Sperme et fils

Sperme et fils

Le solitaire de Croisset considérait l'auteur de Bel-Ami comme son fils spirituel et son héritier en littérature.

le 6 septembre 1877, Gustave Flaubert écrit à Ivan Tourgueniev : « J'ai vu le jeune De Maupassant retour de Suisse qu'il a souillé par des Horreurs ! » La tournure est laconique, il manque d'ailleurs des mots. Faut-il s'en faire pour ce De Maupassant qui, à 27 ans, n'a encore produit aucun texte remarqué ? La réponse est oui : cela fait alors des mois que l'auteur d'Une vie à venir se sait atteint de la syphilis. L'ayant rencontré en janvier 1877, Tourgueniev lui-même s'est inquiété. On peut donc ajouter au sien un souci légitime pour les prostituées des Alpes suisses, d'autant que la maladie n'ôta rien à l'humeur folâtre du jeune homme : « Il m'a écrit récemment qu'en trois jours il avait tiré dix-neuf coups ! C'est beau ! Mais j'ai peur qu'il ne finisse par s'en aller en sperme », écrivait Flaubert un peu plus tôt la même année à Tourgueniev déjà.

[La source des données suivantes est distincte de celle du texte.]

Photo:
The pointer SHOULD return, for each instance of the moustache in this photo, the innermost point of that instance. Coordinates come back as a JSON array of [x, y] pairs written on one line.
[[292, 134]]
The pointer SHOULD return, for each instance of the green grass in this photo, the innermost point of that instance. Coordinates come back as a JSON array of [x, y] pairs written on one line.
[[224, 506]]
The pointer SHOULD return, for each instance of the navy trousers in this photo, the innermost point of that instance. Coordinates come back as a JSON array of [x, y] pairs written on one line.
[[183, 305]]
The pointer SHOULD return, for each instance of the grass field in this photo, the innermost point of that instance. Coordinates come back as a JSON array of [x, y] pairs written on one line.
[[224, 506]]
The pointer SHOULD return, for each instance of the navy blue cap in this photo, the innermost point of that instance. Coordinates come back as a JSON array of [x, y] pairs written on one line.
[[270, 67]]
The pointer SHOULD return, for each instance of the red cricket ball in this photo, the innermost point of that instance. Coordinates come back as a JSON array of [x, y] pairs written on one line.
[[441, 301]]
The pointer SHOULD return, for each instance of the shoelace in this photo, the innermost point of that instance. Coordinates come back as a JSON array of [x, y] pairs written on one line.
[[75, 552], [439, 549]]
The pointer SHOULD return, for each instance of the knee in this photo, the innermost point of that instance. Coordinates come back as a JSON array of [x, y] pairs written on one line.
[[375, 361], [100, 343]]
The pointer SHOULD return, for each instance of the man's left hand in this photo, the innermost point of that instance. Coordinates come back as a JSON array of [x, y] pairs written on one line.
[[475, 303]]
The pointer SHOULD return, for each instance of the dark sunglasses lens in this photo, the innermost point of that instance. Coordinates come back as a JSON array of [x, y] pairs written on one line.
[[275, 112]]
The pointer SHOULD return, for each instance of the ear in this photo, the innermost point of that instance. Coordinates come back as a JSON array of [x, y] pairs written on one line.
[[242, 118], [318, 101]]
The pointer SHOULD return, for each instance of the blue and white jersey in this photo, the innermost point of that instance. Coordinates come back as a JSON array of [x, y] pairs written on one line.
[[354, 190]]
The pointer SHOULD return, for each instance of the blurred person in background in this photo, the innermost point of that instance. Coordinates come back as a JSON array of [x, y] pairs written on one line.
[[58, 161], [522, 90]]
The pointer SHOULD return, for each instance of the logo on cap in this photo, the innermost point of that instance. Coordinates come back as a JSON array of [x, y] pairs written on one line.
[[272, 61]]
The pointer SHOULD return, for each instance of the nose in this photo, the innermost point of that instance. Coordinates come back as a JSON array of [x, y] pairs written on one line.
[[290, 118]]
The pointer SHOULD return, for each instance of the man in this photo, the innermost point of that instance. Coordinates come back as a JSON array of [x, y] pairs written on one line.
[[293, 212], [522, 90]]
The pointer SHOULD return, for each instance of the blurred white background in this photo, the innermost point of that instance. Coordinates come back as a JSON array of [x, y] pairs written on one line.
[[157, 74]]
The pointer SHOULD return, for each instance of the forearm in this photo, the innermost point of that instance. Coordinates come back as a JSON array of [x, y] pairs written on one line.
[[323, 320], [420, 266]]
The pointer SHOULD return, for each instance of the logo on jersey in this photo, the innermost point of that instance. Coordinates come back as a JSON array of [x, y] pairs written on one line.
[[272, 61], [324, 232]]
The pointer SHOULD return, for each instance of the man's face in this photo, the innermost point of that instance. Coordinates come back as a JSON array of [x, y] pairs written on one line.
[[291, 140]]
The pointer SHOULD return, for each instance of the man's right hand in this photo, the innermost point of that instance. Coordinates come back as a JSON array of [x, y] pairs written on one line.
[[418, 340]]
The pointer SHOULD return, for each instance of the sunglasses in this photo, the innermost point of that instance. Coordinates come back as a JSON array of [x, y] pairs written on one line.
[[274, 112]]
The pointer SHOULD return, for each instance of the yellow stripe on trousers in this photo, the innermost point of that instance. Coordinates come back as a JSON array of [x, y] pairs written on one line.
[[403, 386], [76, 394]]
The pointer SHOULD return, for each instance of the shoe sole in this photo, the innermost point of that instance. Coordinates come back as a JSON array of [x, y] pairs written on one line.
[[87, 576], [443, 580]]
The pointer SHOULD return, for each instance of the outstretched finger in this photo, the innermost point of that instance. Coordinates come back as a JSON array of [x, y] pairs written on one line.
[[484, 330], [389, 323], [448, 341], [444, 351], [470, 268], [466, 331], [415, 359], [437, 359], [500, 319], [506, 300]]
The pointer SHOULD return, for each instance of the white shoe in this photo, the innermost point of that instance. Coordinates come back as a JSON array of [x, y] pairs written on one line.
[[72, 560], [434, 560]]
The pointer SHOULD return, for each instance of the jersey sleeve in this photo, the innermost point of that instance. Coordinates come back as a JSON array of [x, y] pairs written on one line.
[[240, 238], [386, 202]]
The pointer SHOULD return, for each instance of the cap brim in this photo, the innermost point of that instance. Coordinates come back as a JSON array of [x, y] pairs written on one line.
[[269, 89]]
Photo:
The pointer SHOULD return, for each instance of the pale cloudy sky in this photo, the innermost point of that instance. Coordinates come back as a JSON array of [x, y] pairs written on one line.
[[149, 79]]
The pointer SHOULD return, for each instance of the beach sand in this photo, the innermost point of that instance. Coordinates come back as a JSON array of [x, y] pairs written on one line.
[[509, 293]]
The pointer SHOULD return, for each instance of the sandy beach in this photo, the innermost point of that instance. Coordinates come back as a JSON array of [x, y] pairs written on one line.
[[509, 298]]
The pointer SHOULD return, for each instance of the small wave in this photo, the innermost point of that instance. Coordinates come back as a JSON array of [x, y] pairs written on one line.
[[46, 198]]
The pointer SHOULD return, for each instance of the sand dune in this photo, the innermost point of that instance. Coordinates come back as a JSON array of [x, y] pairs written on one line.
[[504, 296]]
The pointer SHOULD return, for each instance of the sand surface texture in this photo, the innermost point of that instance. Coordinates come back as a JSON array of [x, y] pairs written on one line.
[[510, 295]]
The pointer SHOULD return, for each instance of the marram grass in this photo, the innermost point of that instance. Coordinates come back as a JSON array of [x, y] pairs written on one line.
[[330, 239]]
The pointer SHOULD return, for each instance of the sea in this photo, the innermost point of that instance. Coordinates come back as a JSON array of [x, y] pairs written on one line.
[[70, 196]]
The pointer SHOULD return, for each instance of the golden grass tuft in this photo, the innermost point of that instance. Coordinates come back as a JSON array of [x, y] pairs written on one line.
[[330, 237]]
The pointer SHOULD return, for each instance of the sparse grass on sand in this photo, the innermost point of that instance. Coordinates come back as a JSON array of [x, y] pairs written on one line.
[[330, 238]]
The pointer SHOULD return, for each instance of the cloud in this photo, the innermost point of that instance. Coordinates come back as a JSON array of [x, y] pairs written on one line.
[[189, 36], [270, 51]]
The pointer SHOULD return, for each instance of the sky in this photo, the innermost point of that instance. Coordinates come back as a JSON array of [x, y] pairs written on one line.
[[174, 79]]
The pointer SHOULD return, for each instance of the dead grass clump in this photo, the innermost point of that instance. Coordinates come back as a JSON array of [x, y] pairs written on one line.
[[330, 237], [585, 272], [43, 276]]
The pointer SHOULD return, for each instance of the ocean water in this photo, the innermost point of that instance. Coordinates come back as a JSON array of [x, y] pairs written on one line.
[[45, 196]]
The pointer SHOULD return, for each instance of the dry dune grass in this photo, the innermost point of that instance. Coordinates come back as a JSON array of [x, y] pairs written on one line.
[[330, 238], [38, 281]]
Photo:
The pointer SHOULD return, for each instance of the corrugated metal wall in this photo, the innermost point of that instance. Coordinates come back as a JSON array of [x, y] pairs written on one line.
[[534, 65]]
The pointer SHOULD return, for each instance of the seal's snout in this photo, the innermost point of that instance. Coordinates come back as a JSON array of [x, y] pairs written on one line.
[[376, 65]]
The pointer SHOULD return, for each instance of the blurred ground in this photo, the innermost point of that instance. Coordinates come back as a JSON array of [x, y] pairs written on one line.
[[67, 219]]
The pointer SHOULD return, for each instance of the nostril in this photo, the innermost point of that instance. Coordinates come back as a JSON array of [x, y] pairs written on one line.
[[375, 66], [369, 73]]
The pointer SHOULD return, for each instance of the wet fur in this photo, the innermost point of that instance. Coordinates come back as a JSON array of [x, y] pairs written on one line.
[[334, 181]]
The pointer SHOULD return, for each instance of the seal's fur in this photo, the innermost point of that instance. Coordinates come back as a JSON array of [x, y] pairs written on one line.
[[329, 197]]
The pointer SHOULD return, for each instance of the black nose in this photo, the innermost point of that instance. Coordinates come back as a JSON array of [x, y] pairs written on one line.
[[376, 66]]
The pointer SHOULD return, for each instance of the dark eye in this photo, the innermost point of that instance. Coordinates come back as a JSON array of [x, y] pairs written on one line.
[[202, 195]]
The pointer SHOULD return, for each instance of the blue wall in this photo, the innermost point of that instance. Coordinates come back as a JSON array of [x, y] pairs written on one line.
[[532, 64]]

Ce souci viril pour la semence du petit Guy confine à la tendresse paternelle par procuration. Flaubert est de décembre 1821, Maupassant d'août 1850. Pour le premier, qui n'aura jamais d'enfants, c'est ce qu'il y aura eu dans sa vie de plus semblable à l'éducation sentimentale de quelqu'un - qu'il porte le prénom du père de Maupassant et soit né quinze jours après n'est toutefois qu'une coïncidence parfaite. La mère, Laure Le Poittevin, est la plus âgée du tableau, née en septembre 1821. Petite bourgeoisie rouennaise oblige, les familles Maupassant, Le Poittevin et Flaubert se connaissent bien, se marient entre elles : avant d'être le précepteur symbolique de Guy, l'auteur de Madame Bovary est déjà le filleul du grand-père de celui-ci.

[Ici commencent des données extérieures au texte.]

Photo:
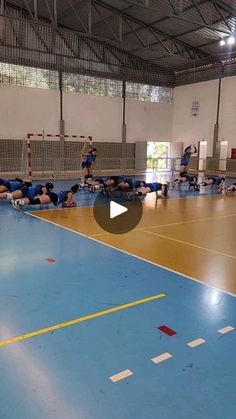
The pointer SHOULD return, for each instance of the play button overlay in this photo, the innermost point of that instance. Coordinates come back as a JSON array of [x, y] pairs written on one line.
[[116, 209], [116, 215]]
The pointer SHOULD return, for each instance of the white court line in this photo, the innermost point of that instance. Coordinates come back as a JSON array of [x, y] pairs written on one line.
[[161, 358], [132, 255], [120, 376], [196, 342], [226, 329]]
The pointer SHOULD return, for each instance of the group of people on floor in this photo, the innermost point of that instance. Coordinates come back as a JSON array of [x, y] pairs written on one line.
[[22, 192]]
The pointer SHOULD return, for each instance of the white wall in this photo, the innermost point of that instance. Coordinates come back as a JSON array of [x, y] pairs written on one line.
[[190, 129], [227, 123], [26, 110], [98, 116], [149, 121]]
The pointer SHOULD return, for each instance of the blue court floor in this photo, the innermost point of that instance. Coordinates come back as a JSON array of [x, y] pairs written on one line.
[[49, 275]]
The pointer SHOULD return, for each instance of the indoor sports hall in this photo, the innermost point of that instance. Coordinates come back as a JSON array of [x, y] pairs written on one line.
[[117, 209]]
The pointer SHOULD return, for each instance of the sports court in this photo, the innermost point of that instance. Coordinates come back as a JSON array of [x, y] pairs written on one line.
[[97, 322]]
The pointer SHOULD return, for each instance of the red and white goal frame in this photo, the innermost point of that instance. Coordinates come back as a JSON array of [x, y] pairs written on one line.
[[53, 137]]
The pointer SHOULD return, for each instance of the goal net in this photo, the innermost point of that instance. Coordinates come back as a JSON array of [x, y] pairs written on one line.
[[55, 156]]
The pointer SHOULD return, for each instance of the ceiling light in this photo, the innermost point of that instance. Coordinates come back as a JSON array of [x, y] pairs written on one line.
[[231, 40]]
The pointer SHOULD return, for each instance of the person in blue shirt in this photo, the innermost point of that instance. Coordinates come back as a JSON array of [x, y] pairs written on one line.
[[29, 192], [88, 161], [128, 184], [103, 182], [63, 198], [217, 181], [8, 187], [184, 177], [142, 191], [185, 159]]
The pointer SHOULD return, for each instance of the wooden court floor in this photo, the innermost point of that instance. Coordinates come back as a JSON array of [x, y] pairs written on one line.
[[193, 236]]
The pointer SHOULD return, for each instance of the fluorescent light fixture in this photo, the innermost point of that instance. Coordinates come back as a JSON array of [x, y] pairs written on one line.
[[231, 40]]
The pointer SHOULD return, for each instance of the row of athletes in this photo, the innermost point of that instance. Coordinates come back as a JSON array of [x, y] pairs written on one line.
[[192, 180], [21, 192], [24, 193]]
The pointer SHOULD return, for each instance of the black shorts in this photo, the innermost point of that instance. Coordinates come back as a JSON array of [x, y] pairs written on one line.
[[53, 197], [87, 165], [25, 192]]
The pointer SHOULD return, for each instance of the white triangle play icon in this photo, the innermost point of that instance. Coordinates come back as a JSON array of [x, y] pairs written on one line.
[[116, 209]]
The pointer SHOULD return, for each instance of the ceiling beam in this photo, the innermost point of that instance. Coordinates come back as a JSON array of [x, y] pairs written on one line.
[[143, 25]]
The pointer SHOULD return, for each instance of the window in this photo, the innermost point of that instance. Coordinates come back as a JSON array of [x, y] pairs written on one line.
[[92, 85], [158, 155], [149, 93], [28, 76], [19, 75]]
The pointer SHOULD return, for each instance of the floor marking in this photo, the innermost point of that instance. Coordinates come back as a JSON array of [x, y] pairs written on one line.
[[120, 376], [131, 254], [161, 358], [189, 221], [171, 224], [226, 329], [50, 260], [80, 320], [189, 244], [196, 342], [167, 330]]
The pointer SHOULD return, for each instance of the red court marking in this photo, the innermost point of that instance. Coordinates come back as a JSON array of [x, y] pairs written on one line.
[[50, 260], [167, 330]]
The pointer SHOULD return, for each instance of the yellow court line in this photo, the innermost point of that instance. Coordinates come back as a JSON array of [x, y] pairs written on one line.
[[82, 319], [189, 244], [172, 224], [190, 221]]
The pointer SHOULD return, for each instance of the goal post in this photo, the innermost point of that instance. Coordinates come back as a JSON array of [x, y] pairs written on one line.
[[55, 155]]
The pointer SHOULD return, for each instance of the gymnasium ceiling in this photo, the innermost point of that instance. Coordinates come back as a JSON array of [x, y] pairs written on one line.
[[180, 37]]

De toutes ces relations on ne garde pas grande trace, si ce n'est une série de lettres entre Gustave et Laure. Guy a tout juste 12 ans lorsque Flaubert répond à un courrier de sa mère pour évoquer le souvenir de son grand frère, Alfred Le Poittevin, surnommé « le Garçon », mort à 31 ans quand eux en avaient 27 : « Ta bonne lettre m'a bien touché ma chère Laure ; elle a remué en moi des vieux sentiments toujours jeunes. Elle m'a apporté [...] la senteur de ma jeunesse où notre pauvre Alfred a tenu une si grande place ! Ce souvenir-là ne me quitte pas. Il n'est point de jour, et j'ose dire presque point d'heure où je ne songe à lui. » À l'époque, Salammbô vient de sortir. Frédéric Moreau n'existe pas encore, mais, si 1848 marque, dans L'Éducation sentimentale, une année aussi funeste pour les idéaux du héros, c'est que cette année-là rappelle à Flaubert un deuil d'une ampleur particulière aussi.

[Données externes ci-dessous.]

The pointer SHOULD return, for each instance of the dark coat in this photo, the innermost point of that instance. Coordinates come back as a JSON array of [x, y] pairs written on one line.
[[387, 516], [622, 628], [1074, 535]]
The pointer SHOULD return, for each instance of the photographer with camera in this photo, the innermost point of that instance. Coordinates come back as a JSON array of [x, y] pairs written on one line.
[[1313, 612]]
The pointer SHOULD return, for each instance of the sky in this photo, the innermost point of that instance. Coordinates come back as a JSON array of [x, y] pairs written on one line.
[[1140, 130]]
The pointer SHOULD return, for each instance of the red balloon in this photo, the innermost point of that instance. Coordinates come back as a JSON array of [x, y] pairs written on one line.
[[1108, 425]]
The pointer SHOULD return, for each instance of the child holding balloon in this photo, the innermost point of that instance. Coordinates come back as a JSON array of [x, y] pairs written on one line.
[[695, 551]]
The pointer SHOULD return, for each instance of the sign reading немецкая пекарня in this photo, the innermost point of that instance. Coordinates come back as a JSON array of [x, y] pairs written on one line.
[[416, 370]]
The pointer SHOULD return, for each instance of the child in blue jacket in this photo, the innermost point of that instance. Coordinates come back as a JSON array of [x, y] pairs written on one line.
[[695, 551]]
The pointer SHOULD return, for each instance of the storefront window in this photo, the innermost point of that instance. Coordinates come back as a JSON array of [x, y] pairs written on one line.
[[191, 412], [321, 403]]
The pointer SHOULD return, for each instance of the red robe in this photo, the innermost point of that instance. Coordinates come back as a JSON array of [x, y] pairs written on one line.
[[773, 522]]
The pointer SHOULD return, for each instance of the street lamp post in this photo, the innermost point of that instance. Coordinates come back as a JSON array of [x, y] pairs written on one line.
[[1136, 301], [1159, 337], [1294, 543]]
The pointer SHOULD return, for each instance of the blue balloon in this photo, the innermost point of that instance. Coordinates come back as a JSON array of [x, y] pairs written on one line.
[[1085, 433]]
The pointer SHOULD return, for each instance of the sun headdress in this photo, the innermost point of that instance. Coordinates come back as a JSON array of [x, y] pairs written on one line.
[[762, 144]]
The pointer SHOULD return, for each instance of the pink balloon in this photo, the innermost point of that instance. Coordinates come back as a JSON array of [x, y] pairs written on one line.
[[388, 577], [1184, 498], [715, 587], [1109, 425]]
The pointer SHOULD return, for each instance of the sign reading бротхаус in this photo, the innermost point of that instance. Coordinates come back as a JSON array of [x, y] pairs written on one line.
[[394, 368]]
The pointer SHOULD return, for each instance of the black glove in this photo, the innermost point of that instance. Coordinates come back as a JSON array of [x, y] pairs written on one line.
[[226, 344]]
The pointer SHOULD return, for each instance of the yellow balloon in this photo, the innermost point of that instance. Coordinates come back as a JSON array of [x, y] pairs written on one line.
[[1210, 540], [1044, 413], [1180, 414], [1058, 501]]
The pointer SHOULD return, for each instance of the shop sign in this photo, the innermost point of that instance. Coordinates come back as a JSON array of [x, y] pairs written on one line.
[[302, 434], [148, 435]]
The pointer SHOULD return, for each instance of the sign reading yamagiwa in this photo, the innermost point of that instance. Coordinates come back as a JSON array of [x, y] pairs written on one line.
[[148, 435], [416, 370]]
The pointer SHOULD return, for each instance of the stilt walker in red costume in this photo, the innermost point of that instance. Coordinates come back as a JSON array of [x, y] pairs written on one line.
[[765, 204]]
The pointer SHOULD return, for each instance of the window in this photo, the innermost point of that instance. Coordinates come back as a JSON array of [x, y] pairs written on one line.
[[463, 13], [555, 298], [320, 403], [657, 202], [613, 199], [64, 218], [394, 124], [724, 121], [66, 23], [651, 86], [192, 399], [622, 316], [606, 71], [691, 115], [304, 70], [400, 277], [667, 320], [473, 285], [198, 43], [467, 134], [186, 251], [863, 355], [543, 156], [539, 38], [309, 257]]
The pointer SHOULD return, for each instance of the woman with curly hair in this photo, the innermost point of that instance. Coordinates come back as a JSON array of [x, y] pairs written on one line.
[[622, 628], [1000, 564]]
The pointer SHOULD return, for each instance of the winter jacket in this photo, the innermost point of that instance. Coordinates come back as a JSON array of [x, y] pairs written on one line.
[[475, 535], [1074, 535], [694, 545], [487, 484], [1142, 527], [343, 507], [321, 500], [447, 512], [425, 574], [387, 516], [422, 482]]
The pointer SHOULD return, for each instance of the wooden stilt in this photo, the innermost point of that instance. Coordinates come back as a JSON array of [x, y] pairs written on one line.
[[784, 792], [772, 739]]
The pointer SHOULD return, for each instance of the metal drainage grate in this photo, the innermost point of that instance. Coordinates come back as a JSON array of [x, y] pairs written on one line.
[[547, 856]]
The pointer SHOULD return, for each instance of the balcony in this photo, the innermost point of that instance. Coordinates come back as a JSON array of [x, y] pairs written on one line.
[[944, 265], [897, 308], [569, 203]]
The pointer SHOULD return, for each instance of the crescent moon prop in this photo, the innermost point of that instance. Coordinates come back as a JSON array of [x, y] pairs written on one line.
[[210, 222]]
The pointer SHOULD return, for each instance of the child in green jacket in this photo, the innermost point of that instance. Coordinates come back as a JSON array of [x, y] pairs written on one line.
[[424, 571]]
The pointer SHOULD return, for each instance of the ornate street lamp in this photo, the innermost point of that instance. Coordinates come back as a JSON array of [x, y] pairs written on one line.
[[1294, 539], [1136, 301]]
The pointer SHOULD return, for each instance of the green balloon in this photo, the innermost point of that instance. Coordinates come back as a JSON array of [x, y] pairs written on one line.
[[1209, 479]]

Le 23 février 1873, onze ans plus tard, Guy a 23 ans et incarne aux yeux de Gustave, qui vient de perdre sa mère, le fantôme de sa jeunesse : « Ma chère Laure, [...] je voulais t'écrire pour te faire une déclaration de tendresse à l'endroit de ton fils. Tu ne saurais croire comme je le trouve charmant, intelligent, bon enfant, sensé & spirituel, bref (pour employer un mot à la mode) sympathique ! [...] je le regarde comme "un ami", il me rappelle tant mon pauvre Alfred ! » La suite est un délice, on y retrouve un Flaubert prophète déprimé : « Mon époque et l'existence me pèsent sur les épaules, horriblement. Je suis si dégoûté de tout [...]. Malgré cela, il faut encourager ton fils dans le goût qu'il a pour les vers, parce que c'est une noble passion, parce que les lettres consolent de bien des infortunes et parce qu'il aura peut-être du talent : qui sait ? Il n'a pas jusqu'à présent assez produit pour que je me permette de tirer son horoscope poétique ; et puis à qui est-il permis de décider de l'avenir d'un homme ? Je crois notre jeune garçon un peu flâneur et médiocrement âpre au travail. »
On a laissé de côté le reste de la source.